Es ist doch nicht zu fassen, muss ich mich immer über das Wetter aufregen?
Als wenn es nichts Wichtigeres gäbe.
Ein Vorteil des Dauerregens ist, dass unsere Zweipfotigen ihre Höllenmaschine in der Garage lassen, dieses Monster, das mit einem Höllenlärm die Wiese frisst.
Den Jungs scheint diese Wetterlage nichts auszumachen, die toben in jeder Lebenslage durch den Garten. Es ist mir persönlich unverständlich, wie Katz, bzw. Ater, sich mit solch einer Vorliebe im Schlamm der Rabatten suhlen kann. Manchmal entsteht in mir der Eindruck, dass sie seit dem... Ihr wisst schon was passierte.... Katergeschichten, da spricht Katz nicht drüber....
Identifikationsprobleme haben? Ich werde das noch ein Weilchen beobachten. Vielleicht hängen sie auch zu oft vor der Menschenverdummungsflimmerkiste?
Ich schiebe das auf die Unbedarftheit der Jugend.
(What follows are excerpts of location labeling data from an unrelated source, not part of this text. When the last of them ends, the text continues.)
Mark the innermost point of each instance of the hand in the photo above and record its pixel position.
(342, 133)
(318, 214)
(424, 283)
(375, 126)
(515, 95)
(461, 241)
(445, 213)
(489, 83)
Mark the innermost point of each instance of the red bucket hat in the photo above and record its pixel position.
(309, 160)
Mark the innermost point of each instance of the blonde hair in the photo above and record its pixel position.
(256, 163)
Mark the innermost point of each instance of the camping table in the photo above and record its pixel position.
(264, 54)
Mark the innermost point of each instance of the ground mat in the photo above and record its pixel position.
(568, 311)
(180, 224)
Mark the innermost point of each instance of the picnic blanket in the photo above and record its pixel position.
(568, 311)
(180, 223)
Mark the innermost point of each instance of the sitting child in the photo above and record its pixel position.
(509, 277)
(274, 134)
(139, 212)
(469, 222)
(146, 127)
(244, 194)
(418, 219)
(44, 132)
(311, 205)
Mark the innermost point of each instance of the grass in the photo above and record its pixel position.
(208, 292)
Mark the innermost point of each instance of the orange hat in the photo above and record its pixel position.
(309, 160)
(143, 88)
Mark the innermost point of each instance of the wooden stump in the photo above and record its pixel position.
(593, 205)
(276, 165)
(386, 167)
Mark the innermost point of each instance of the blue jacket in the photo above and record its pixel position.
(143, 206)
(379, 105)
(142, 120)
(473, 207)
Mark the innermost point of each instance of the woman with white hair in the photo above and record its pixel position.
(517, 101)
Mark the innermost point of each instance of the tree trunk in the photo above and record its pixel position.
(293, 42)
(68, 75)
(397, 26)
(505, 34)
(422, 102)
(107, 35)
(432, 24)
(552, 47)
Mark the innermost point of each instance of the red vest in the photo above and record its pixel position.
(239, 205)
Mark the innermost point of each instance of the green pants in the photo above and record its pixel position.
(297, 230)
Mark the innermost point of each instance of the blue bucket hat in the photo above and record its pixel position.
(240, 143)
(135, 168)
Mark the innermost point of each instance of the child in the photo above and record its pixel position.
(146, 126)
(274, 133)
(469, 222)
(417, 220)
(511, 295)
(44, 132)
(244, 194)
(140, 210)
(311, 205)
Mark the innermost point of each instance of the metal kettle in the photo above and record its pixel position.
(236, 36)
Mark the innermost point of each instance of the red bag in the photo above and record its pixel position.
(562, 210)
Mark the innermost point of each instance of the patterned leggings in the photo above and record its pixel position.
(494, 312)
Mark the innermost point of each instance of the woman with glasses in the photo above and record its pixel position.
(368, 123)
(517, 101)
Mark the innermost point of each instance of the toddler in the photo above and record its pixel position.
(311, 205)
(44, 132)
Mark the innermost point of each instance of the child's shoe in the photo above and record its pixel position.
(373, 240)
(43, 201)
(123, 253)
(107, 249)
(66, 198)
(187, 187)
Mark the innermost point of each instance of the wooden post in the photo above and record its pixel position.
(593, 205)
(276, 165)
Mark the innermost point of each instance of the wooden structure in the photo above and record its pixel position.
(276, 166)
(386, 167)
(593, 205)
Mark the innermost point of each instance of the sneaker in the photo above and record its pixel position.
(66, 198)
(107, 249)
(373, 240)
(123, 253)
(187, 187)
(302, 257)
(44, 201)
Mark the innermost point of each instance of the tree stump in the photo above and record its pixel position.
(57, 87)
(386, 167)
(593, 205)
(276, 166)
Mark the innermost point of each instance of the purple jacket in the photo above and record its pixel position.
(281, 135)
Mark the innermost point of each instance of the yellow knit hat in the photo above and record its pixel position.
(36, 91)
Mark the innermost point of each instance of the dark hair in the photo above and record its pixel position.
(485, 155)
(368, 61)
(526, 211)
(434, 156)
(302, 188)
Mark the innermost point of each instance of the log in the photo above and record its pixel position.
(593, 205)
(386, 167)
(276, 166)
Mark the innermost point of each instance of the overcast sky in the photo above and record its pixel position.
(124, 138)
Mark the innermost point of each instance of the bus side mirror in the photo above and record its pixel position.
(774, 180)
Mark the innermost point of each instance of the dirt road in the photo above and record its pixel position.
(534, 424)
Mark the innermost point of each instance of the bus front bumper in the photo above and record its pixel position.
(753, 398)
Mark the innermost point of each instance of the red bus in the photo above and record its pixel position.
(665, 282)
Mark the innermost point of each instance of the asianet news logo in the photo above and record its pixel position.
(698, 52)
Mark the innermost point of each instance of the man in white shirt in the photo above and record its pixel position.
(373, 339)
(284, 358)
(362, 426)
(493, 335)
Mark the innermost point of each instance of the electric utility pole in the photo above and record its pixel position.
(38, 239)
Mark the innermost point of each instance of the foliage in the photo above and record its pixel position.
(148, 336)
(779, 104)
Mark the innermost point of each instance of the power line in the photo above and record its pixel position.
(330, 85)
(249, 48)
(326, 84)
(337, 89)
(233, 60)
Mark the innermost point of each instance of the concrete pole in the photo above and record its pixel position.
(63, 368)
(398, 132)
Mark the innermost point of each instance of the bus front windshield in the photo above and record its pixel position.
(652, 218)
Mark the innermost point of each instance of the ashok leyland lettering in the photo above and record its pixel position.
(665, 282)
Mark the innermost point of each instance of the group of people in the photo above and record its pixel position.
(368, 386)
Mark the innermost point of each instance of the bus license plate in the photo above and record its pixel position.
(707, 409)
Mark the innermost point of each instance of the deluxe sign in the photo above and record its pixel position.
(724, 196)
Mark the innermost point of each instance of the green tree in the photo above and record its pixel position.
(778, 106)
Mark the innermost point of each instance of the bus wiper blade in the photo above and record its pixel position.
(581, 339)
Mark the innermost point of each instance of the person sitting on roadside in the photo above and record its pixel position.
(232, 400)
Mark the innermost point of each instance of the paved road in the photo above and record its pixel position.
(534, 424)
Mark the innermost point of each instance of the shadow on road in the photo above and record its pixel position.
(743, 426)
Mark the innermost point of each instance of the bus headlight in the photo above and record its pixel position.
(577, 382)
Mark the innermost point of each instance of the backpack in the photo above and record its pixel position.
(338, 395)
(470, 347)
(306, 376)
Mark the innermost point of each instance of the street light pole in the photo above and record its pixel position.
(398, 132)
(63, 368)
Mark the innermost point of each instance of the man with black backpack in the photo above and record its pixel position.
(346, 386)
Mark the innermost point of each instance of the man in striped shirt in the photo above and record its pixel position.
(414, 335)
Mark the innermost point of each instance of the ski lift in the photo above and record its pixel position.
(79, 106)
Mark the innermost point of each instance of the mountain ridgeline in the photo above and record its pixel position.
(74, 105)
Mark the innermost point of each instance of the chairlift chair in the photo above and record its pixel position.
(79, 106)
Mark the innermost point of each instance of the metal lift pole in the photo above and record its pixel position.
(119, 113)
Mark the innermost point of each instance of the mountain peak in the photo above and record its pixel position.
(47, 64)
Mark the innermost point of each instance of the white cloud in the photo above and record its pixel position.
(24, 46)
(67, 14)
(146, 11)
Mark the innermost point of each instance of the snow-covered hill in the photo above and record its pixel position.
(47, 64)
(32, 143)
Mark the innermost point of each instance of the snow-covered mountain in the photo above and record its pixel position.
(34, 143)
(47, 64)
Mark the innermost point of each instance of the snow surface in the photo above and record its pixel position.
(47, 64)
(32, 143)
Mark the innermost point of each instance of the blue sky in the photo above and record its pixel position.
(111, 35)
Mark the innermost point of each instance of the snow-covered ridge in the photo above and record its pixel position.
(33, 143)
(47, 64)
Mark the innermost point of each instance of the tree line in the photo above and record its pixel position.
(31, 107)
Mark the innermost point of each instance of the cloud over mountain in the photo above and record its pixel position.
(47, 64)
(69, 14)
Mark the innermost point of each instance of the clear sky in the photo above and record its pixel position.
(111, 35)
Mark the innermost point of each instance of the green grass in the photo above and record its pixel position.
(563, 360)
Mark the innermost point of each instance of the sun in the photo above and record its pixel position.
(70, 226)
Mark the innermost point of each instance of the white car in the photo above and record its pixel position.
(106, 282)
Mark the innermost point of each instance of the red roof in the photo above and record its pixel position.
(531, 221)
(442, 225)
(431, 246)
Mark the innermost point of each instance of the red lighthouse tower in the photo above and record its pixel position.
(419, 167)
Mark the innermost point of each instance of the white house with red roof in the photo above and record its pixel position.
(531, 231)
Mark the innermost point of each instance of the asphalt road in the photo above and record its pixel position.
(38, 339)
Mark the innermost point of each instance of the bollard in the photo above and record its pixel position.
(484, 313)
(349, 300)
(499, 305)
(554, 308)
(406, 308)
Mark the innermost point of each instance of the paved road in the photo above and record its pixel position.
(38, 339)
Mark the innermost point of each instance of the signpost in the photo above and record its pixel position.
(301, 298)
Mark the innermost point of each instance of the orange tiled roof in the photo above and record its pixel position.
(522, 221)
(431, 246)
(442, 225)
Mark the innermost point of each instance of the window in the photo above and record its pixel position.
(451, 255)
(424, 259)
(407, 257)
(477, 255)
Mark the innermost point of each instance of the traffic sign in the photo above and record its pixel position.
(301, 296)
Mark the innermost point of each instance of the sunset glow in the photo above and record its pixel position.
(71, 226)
Wenn ich mit der Katalogisierung des Rhododendrons fertig bin, werde ich ein Seminar über „Gute Führung und der Einsatz von Guten Manieren im täglichen Leben“ halten, damit sie mir nicht völlig verwildern.
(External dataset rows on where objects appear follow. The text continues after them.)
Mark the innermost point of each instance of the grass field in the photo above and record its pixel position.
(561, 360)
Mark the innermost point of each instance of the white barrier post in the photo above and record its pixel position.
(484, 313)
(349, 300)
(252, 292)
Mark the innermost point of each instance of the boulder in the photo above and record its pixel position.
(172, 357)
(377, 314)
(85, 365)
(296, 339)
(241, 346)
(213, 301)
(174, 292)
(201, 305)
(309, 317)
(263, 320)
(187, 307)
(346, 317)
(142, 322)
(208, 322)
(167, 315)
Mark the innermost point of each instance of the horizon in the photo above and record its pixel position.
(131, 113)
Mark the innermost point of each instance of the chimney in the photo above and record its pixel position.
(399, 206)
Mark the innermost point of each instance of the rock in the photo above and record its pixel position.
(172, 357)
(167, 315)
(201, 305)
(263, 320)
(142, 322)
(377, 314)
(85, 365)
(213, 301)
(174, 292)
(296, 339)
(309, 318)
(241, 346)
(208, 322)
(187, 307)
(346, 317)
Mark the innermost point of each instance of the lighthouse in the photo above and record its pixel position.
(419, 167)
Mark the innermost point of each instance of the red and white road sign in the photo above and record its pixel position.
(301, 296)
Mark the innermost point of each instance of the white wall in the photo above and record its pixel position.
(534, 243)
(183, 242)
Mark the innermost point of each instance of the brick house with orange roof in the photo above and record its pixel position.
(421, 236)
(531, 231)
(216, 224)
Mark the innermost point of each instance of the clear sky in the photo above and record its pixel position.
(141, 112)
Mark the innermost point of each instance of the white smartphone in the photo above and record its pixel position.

Eine Art von Erziehung kann man jedem zukommen lassen. Habe meine Zweipfotigen auch gut erzogen, sie sind mittlerweile perfekt in:
„Mach der Lillie mal die Tür auf“ oder „Gib der Lillie mal ein Leckerli“.
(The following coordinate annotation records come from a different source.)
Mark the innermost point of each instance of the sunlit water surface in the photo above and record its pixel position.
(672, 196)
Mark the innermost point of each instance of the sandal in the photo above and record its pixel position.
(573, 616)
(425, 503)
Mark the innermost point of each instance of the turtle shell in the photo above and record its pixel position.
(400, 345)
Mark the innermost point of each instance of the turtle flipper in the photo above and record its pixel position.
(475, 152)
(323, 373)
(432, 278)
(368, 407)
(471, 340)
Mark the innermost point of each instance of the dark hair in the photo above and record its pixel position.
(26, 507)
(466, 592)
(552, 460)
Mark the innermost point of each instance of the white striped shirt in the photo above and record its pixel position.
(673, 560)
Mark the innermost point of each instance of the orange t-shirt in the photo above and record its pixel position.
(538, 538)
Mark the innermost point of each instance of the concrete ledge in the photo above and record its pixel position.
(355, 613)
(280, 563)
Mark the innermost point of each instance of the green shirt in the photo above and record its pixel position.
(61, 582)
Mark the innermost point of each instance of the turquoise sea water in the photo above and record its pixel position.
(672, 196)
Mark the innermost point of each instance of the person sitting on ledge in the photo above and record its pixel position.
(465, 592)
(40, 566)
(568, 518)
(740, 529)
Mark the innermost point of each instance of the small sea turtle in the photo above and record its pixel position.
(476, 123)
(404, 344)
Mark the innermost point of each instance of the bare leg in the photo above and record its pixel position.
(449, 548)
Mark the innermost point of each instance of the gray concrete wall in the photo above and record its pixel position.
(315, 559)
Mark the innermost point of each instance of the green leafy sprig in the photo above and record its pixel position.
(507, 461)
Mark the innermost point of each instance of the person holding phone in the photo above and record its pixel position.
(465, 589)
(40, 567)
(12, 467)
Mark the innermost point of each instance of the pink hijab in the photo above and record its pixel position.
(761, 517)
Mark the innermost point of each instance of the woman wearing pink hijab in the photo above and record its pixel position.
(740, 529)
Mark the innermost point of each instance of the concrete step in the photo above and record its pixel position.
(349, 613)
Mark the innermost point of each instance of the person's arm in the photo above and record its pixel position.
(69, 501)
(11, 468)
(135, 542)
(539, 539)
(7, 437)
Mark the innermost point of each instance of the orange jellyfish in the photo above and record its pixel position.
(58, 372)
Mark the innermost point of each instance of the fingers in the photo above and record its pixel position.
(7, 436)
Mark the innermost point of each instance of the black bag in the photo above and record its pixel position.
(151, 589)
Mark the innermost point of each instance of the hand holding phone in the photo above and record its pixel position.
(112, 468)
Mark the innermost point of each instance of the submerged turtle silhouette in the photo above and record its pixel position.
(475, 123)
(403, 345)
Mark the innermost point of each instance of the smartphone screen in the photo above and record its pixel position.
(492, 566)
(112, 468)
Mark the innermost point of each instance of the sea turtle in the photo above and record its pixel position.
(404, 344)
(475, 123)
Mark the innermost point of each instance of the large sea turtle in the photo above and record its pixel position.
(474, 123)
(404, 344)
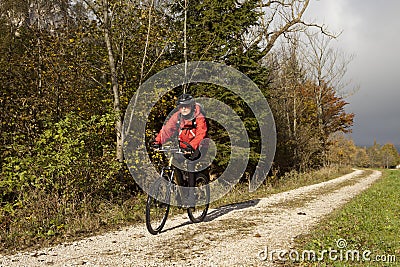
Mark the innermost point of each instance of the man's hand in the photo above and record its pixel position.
(154, 144)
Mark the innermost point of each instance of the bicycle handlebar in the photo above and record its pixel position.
(170, 149)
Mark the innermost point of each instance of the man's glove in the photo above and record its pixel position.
(188, 148)
(154, 144)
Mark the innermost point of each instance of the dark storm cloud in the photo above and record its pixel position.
(371, 33)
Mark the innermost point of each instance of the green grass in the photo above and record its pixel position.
(368, 223)
(25, 229)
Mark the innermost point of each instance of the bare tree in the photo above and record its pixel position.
(281, 18)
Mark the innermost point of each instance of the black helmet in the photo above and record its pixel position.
(185, 99)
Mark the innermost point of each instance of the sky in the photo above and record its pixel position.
(371, 32)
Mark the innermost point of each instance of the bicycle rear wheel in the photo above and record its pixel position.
(157, 206)
(202, 198)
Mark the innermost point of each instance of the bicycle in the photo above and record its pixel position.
(174, 181)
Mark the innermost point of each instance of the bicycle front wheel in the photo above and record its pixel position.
(202, 198)
(157, 206)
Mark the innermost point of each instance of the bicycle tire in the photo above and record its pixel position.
(198, 213)
(157, 206)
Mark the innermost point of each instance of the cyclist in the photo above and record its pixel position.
(189, 125)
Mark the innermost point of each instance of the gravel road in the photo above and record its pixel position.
(234, 235)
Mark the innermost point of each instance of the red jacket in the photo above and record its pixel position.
(187, 133)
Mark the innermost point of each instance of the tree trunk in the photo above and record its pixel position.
(114, 83)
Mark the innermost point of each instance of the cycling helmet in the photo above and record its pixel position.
(188, 100)
(185, 99)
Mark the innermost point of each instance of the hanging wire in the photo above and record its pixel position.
(185, 86)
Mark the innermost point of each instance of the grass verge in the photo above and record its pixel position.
(34, 226)
(363, 233)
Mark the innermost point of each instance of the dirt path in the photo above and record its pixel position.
(234, 235)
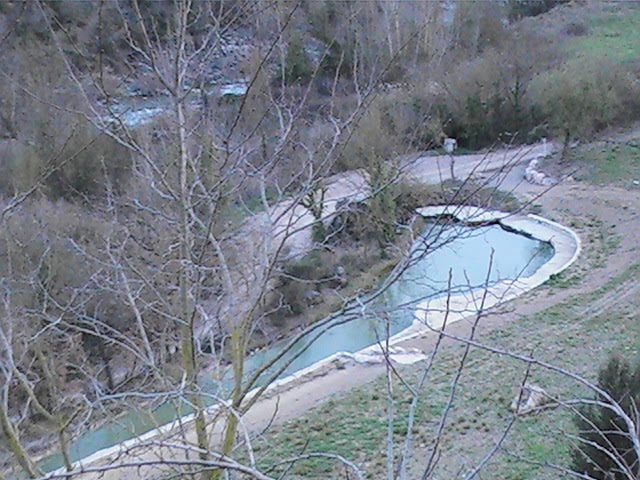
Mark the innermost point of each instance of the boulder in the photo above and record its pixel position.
(531, 398)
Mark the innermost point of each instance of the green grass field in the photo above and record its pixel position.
(354, 425)
(613, 163)
(613, 33)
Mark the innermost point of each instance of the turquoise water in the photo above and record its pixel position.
(464, 251)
Da kann ich kaum klagen, das klappt meistens einwandfrei!
Im Moment machen so komische Viecher unseren Garten unsicher. Sie sind etwas kleiner als ich, haben so eine unangenehme braune Fellfarbe, einen so langen Schwanz wie eine Ratte, der aber so buschig ist wie ein ganzes Rosettenmeerschwein( lecker, lecker; Rosettenmeerschwein an Kartoffelschaum in Harmonie mit frischen Gartenkräutern. Diese Rezeptur sollte ich dem Tim M. mal schicken, seine Kochsendung im Fernsehen heißt doch schließlich: „Schmeckt nicht, gibt’s nicht!“
Der könnte auch mal was von mir lernen.
Er hat das gleiche Motto wie ich (hat er sicher von mir, na ja, warum auch nicht!)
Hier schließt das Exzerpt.